Justin Baldoni says he’s “on the mend” after spending a week in the hospital with an infection.
The It Ends With Us actor, 40, revealed his health status in an Instagram post on Monday, June 10, sharing photos of himself lying in a hospital bed and hugging his wife, Emily Baldoni, and their two children.
“Nothing like an infection and a week at the hospital to put everything into perspective,” he wrote in a caption. “God is so good. On the mend and feeling grateful.”
He thanked his “incredible team of doctors and nurses” as well as the “friends and family who knew I was here — thank you for your prayers, visits, and for cheering me up. And to my wife, my soulmate — who is so stubborn she wouldn’t leave my side and slept on a bench… I love the s–t out of you. Forever.”
The pair tied the knot in July 2013 and share daughter Maiya, 9, and son Maxwell, 6. Baldoni has frequently credited Emily, who hails from Sweden, for making him a better man. “She had like a depth and a grace and this quiet strength that I think I always dreamed of and I just knew [she was The One],” he told Makers in 2017.
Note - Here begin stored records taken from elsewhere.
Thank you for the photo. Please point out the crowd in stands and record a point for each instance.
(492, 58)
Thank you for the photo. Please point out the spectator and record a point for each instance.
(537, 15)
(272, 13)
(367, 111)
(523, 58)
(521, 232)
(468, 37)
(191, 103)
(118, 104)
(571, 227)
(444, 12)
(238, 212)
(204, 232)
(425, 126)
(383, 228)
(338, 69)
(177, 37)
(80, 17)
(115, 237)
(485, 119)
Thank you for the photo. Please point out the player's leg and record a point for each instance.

After marrying Emily, Baldoni starred on the CW series Jane the Virgin, directed the films Five Feet Apart and Clouds, and launched the podcast “Man Enough.” He will soon be seen opposite Blake Lively in the big-screen adaptation of Colleen Hoover’s novel It Ends With Us, set to premiere on August 9.
The book-turned-film follows Lily (Lively), a recent college graduate who falls for a doctor named Ryle (Baldoni), as she is navigating the death of her father. Her romance with Ryle ultimately takes a dangerous turn when Lily’s first love, Atlas (Brandon Sklenar), comes back into her life.
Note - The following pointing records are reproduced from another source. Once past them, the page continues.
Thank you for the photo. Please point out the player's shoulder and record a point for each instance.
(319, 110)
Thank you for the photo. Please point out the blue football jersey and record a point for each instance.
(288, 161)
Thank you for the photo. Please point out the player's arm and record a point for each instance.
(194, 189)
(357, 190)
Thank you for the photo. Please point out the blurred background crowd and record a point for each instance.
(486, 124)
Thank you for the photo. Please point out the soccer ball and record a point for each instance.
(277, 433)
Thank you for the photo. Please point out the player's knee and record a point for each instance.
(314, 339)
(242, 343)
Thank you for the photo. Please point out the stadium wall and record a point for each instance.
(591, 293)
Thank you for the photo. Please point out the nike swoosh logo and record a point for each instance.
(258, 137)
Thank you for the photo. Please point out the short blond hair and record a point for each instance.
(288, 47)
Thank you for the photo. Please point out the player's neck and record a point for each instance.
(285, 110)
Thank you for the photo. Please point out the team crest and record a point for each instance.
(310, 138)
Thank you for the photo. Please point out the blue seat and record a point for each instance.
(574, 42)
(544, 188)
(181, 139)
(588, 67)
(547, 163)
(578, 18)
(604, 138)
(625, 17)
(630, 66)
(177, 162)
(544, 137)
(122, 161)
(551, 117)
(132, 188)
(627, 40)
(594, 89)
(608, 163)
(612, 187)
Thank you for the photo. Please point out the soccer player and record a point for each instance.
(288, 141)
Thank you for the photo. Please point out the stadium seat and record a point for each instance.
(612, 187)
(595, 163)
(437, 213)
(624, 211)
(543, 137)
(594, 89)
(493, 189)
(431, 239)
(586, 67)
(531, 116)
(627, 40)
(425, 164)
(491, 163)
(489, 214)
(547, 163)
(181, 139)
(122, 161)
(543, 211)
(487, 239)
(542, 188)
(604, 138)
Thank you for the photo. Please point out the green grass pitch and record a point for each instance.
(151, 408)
Baldoni, who is also an executive producer on the project, recently called Lively’s performance “strong, funny and intelligent — all the things you want from a female heroine.”
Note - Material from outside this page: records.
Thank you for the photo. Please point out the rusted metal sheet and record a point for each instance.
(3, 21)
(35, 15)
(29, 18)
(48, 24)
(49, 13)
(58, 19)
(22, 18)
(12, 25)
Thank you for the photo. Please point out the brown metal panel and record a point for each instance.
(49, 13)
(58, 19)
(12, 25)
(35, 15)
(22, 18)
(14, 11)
As for his Ryle role, “I had to dig up a lot of stuff, and I found parts of me that I didn’t know existed,” he told People in April, adding that the film “really comes from the heart and from the depth” of his soul. “In some way, playing Ryle was actually very healing to me as Justin. There was parts of me as Justin that I thought that I had maybe worked on and healed that I realized I hadn’t.”
He added, “Getting to know this character and his depth and his love and his joy and his darkness, I was actually able to work on those parts of myself.”